Perhaps I am wrong to call Mainichi and Actual Sunlight RPGs. Perhaps they deserve a different term, but I am convinced they must be called something in regard to “roles,” because they’re precisely about the roles we play in defining reality, even on that less important scale of defining RPG video games. I also believe calling these games “interactive fiction” is a joke. “Interactive fiction” is already muddy enough when it comes to text-based games, so the term doesn’t clearly describe an avatar-based game that resembles Final Fantasy during a series of stop-and-chats in a town.

In an interview with First Person Scholar, you mention the importance of nurturing “pioneering spirits” in video games. This raises an important question: how does one trumpet “pioneering spirits” in RPGs without sounding like one is playing alone?

Sincerely,

Jed Pressgrove

7 comments

  1. As a person whose views were crafted by both pen & paper RPGs and video games I thought I’d share my ‘criteria’ for what makes an RPG.

    An RPG provides agency for the player character. His decisions and actions, or inaction, change the plot and have repercussions that ripple through the narrative. There are classless, level-less, equipment-less RPGs so I find those unreliable for determining whether something is or is not an RPG.

    Unfortunately given the constraints of scripting for a video game, having a real RPG can create a big mess in variant stories and endings. Strangely it means sports simulation video games (especially those that allow you to play a single player’s career) end up being more RPG than most games labelled RPG. I realized after completing Ni No Kuni, fun though it is, never provided me agency to make a decision that would alter the narrative. I was merely progressing and already determined sequence of events. It can be fun to be a cog, driving the machine forward, but I don’t determine the machine’s output.

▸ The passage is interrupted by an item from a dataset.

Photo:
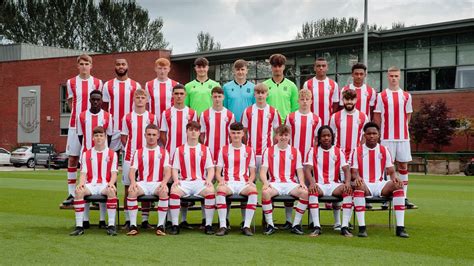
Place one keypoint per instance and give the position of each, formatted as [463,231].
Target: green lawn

    But in a sports simulation game.. If my wide receiver doesn’t catch a pass, maybe we lose the game, maybe we don’t clinch the division, maybe we don’t make the playoffs, maybe my character loses his starting spot, maybe he gets traded or let go by the team. My decision, action, and success/failure can directly affect the game’s narrative for my character.

    Food for thought anyway.

    1. I find your comparison of Ni No Kuni and sports simulations very interesting. The way you say that the latter is “more RPG” than the former perhaps suggests that there is a continuum, rather than a binary, involved with defining RPGs. A continuum perspective definitely helps me think of RPGs in a broader context.

      Thanks for sharing your thoughts!